If Hynninen had tried writing the entire 600,000 lines of code, he estimates it would have taken him about 10 years.
Instead, he focused on rewriting the heart of CHARMM, the molecular dynamics engine, and he was able to parse the chore down to two years. The molecular dynamics engine is where all the heavy computation is done. It may only represent 5% to 10% of the total lines of code, but it accounts for approximately 99% of the central processing unit (CPU) time in a typical simulation.
He's the first to admit it wasn't exactly a day (or two years) at the beach.
Hard, Laborious Work — with Shortcuts
"It's one of those very hard problems, mechanics of atoms and enzymes," Hynninen said. "There is really no limit to how a molecule can behave." Its motions are determined by the interplay of a multitude of interactions between each atom and every other atom nearby — through both chemical bonds and non-bonded interactions, he noted. That results in thousands of different kinds of interactions per atom. And there can be hundreds of thousands of atoms in a simulation. "And this makes writing the algorithms and code quite challenging."
The day-long task using hundreds or thousands of processors simulates a very brief moment cataloguing every move by thousands of atoms. "It's not just that they all move but that each atom is feeling forces from thousands of other atoms," Crowley said. "And each one of those forces has to be calculated for every atom at every step."
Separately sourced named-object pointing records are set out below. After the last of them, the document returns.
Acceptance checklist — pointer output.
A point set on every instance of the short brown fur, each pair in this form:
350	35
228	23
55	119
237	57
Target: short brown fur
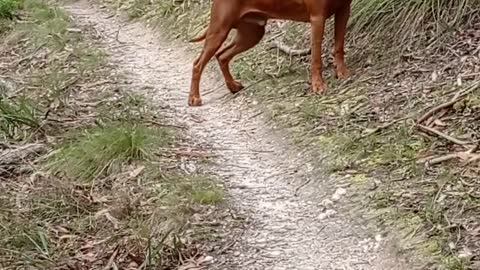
249	17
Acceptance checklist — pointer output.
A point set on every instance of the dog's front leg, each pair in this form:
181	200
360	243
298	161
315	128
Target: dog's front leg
318	30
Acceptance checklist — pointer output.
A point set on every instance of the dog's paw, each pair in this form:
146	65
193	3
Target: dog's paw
343	73
194	101
319	87
234	87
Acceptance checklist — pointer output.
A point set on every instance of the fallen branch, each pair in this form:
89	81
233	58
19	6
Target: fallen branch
460	94
384	126
443	135
289	51
466	155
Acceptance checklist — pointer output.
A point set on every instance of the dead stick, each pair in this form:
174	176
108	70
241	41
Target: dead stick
443	135
384	126
454	100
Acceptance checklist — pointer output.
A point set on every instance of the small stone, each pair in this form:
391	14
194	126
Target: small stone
208	259
341	191
327	203
322	216
335	197
275	253
330	212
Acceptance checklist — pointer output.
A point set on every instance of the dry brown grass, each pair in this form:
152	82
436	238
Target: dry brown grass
408	57
86	180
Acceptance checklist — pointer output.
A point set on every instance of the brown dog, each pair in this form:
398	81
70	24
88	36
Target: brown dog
249	17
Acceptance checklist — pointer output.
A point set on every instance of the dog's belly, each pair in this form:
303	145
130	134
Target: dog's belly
261	10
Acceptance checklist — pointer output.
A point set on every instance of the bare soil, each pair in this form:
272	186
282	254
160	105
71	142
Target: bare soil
267	178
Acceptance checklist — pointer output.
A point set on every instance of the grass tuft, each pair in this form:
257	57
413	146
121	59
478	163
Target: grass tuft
103	151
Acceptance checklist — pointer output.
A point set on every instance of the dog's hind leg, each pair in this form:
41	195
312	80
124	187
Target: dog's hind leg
215	36
248	35
341	21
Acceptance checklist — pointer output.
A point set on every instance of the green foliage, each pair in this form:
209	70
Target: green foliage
409	19
8	8
103	151
17	116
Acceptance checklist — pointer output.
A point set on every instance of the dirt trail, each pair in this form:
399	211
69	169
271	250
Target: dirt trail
259	168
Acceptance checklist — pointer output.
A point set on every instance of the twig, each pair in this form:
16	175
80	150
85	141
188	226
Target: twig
165	125
287	50
306	182
440	159
112	259
443	135
384	126
458	95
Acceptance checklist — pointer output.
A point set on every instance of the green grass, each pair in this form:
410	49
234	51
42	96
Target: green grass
18	118
393	47
8	8
103	151
110	178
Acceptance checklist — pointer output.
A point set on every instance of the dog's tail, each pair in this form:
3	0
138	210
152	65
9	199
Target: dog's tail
200	38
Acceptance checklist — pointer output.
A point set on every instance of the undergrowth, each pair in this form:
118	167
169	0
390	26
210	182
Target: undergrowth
89	177
407	58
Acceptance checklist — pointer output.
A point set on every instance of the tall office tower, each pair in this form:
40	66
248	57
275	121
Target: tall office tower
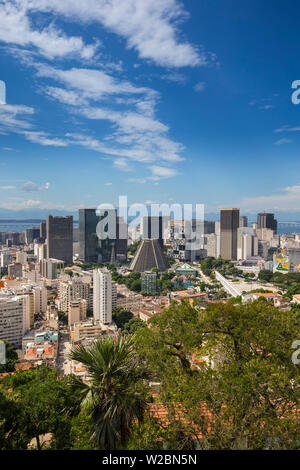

On the time scale most of us are used to, observing action in microseconds of nanoseconds seems ridiculously short. "But they are long enough to answer lots of questions, because they show us what the molecule is probably doing most of the time," Crowley said.
And simulating the motion of atoms answers important questions about how any enzyme can access the sugars in a plant.
The sugars the biofuels industry wants are locked up in a polymer called cellulose, which forms bundles or fibers of a few dozen polymer chains. CHARMM's molecular dynamics can simulate those bundles and find how strongly they are held together, as well as what interactions are holding them together. Using CHARMM, scientists can also model the interaction of an enzyme with those bundles and determine how the enzyme peels the polymers out of the bundle. "We learn what forces it uses or how it reduces forces holding the bundle together," Crowley said.